Ruudie looking down the Spray lakes.
More mountains.

As you move along the ridge, new views of the rugged peaks to the south come into play.
Heading down the last bit of rocky ridge before the long trek through the trees.
Back to the parking area and the Outfitter. Just another benefit of owning an all electric compressor fridge. Being out of level for hours on end is no problem.

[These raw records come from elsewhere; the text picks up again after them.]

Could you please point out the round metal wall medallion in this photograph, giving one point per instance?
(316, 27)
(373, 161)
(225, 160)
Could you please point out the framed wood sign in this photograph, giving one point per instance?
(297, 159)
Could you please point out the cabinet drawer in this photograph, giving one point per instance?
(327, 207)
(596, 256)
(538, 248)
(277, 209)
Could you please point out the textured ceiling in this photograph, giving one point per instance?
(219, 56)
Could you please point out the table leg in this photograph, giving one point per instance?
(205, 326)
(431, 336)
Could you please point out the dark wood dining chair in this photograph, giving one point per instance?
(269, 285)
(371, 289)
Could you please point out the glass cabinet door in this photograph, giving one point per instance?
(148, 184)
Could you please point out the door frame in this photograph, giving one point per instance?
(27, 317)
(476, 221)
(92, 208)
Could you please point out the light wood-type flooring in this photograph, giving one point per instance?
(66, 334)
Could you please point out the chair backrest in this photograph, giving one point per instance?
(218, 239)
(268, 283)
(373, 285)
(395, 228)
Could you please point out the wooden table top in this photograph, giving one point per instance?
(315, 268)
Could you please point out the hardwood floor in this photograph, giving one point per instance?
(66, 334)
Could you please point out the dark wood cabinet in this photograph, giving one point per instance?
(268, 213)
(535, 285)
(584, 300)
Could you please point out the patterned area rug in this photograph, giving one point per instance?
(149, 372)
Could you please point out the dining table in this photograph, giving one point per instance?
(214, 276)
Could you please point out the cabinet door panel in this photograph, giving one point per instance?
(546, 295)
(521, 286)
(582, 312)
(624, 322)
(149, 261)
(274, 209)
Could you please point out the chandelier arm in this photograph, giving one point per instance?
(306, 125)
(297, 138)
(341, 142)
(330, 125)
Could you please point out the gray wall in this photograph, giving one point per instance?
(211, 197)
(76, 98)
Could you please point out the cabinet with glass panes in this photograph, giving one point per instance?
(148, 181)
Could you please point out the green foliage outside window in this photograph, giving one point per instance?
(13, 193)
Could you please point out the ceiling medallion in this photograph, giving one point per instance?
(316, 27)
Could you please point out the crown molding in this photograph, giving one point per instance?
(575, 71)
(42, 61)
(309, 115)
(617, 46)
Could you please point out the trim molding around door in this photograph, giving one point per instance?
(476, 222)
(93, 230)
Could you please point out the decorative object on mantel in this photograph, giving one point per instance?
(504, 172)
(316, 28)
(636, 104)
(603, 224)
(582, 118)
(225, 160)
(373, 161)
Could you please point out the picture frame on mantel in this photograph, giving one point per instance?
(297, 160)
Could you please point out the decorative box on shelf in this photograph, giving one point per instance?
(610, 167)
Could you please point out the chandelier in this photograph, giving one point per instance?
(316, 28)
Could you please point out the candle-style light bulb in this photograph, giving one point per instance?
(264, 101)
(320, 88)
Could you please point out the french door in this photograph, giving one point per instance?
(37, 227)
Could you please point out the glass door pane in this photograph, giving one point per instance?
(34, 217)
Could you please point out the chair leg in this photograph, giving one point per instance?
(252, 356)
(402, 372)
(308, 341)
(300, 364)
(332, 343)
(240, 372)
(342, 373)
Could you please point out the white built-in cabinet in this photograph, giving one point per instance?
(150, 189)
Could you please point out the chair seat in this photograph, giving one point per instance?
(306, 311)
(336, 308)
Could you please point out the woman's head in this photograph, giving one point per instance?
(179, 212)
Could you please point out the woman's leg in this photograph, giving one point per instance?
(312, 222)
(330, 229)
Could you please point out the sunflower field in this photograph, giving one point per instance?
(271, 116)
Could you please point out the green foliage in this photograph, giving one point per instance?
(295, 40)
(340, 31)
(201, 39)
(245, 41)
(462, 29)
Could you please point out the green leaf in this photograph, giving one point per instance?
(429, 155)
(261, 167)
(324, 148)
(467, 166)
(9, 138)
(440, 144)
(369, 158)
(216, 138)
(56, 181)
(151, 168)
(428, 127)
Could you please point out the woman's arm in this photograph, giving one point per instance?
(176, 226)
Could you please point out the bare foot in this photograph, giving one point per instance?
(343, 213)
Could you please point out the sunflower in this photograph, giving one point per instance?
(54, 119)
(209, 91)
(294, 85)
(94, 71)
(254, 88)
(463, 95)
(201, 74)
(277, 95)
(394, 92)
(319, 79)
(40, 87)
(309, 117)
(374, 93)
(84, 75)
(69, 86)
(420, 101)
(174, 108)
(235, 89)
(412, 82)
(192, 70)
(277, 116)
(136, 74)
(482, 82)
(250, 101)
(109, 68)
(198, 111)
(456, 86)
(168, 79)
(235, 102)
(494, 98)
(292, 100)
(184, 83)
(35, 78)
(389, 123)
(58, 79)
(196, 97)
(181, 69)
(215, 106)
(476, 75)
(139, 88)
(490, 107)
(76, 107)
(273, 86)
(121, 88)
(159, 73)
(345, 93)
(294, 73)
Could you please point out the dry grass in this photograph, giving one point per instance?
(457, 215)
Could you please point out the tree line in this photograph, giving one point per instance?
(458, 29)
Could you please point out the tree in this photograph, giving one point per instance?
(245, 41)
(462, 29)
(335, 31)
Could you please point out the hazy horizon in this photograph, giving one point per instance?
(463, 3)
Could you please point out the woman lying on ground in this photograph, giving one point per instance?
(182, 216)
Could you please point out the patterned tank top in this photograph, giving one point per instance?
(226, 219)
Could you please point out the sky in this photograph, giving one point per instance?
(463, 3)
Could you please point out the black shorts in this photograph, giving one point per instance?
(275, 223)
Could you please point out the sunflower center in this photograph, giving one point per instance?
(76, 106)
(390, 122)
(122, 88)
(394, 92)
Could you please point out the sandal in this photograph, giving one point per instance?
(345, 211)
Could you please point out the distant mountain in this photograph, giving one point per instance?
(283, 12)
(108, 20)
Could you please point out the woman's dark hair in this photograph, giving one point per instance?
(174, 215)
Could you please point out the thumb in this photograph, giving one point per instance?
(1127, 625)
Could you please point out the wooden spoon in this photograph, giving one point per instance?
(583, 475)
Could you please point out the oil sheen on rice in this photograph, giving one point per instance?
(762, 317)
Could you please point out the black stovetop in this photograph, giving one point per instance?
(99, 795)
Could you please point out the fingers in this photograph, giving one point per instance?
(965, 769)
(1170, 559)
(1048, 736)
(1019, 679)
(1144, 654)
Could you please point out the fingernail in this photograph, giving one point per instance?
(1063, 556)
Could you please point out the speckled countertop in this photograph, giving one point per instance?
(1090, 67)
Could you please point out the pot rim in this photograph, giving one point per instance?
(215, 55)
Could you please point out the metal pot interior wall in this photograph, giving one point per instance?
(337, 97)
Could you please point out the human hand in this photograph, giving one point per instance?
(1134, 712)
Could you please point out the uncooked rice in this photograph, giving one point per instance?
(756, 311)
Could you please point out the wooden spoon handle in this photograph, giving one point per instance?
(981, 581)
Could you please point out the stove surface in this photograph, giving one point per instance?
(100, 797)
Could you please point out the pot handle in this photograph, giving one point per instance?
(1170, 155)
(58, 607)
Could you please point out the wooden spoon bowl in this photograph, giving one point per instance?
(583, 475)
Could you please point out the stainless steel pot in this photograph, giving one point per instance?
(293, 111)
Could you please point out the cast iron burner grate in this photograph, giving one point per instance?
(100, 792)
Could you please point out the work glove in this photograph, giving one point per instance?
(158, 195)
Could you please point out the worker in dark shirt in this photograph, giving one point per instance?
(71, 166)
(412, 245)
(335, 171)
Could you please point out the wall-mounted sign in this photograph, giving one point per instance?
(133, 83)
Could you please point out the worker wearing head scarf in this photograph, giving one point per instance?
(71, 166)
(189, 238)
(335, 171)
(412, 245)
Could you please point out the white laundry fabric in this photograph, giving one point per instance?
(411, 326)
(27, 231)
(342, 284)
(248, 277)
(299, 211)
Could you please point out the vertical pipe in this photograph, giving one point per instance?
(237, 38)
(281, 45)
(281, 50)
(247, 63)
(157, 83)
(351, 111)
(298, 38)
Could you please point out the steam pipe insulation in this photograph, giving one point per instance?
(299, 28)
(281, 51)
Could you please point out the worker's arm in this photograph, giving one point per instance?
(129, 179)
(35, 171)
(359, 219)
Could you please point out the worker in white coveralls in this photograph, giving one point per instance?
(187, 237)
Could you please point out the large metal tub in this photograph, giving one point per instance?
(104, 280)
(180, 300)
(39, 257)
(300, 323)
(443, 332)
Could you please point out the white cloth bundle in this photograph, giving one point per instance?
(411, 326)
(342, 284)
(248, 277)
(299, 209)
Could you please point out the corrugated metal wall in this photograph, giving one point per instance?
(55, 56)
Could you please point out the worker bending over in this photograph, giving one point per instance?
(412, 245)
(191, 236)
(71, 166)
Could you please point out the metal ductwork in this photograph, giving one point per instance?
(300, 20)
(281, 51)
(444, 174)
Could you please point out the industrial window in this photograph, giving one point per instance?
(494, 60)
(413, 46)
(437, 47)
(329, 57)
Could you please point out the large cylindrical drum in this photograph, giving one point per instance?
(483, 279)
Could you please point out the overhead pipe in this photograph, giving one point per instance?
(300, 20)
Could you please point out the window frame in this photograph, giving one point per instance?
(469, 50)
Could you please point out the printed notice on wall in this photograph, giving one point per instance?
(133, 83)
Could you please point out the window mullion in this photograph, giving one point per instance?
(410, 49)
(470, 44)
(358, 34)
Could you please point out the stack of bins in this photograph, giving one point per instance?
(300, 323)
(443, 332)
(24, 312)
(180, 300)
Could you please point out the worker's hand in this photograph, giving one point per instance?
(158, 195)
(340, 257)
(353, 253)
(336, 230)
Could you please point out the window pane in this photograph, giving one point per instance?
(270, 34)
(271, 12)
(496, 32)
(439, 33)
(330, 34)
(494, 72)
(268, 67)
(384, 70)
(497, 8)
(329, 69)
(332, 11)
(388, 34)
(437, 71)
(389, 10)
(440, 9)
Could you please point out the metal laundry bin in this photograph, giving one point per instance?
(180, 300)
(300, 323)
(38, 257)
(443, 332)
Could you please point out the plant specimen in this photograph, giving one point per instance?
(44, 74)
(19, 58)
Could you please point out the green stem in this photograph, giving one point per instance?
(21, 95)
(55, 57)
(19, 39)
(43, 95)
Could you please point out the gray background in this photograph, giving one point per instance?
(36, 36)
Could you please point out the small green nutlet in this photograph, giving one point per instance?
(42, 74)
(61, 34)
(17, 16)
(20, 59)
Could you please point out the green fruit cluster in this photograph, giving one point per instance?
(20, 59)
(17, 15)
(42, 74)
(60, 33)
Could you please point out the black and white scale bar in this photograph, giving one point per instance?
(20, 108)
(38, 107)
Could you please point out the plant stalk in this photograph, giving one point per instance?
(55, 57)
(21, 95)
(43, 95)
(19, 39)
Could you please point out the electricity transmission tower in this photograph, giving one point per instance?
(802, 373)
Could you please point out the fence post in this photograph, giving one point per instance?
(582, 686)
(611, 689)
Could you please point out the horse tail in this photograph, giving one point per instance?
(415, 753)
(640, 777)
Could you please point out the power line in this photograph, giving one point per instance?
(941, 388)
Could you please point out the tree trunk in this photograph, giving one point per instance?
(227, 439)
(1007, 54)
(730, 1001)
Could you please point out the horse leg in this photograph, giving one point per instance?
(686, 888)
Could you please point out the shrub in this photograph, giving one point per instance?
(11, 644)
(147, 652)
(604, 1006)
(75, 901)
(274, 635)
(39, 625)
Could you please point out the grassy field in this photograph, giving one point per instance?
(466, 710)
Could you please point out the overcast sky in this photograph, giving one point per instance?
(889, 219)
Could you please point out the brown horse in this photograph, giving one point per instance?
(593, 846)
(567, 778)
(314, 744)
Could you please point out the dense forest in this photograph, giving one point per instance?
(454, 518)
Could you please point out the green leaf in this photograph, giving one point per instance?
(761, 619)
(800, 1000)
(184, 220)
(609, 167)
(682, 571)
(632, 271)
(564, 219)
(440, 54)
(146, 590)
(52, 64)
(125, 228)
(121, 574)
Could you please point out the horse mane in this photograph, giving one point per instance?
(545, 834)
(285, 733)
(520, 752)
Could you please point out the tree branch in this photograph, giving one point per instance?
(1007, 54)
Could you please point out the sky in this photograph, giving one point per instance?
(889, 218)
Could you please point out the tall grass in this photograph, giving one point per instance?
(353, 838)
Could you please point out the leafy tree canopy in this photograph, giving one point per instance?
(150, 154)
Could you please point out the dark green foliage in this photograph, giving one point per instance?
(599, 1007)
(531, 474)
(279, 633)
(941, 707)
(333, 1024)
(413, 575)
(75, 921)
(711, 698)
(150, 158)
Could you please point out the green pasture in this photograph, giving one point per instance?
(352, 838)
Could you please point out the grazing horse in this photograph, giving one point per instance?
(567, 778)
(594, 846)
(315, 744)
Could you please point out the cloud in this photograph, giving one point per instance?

Pat,s last day of training. We drop one car off at the road near Vermilion Lakes so Pat and her friend can rollers ski up the Mt. Norquay road.  While they are doing this, Dave and Ruudie drive up to the trail head of Squaw Mt. Lookout and hike the 6km easy circuit. Take a photo of Cascade Mt. where we were a week before although the peak is in the clouds. Looks pretty steep from here.
Pat and Sheilas coach gets them to run up the little hill behind the Mt. Norquay lodge 5 times after they finish the roller ski climb up the road to the parking area. The ascent from the lodge takes them about 3 minutes to make it to the top of the hill and they are suppossed to be in zone 4(150-160 beats per minute). Not a bad finish to a training day. Dave goes along too but cannot keep up with the Femme Fatales. Cool day.
Time to head home on Hwy.#1. Shot of some fresh snow on the Yoho NP mountains near Lake O'Hara. Lucky there was no snow that morning going over Kicking Horse Pass.


We love being in the mountains no matter where. BC is blessed with a huge amount of wilderness area mountains which can be difficult to access. The Rockies in the national parks can be busy in the summer but if you just take the time and walk even 1 hour from the trail head,  most of the visitors are left behind. Until we meet again on that summit or mountain lake, Crosschecks say thanks for coming along for the fun.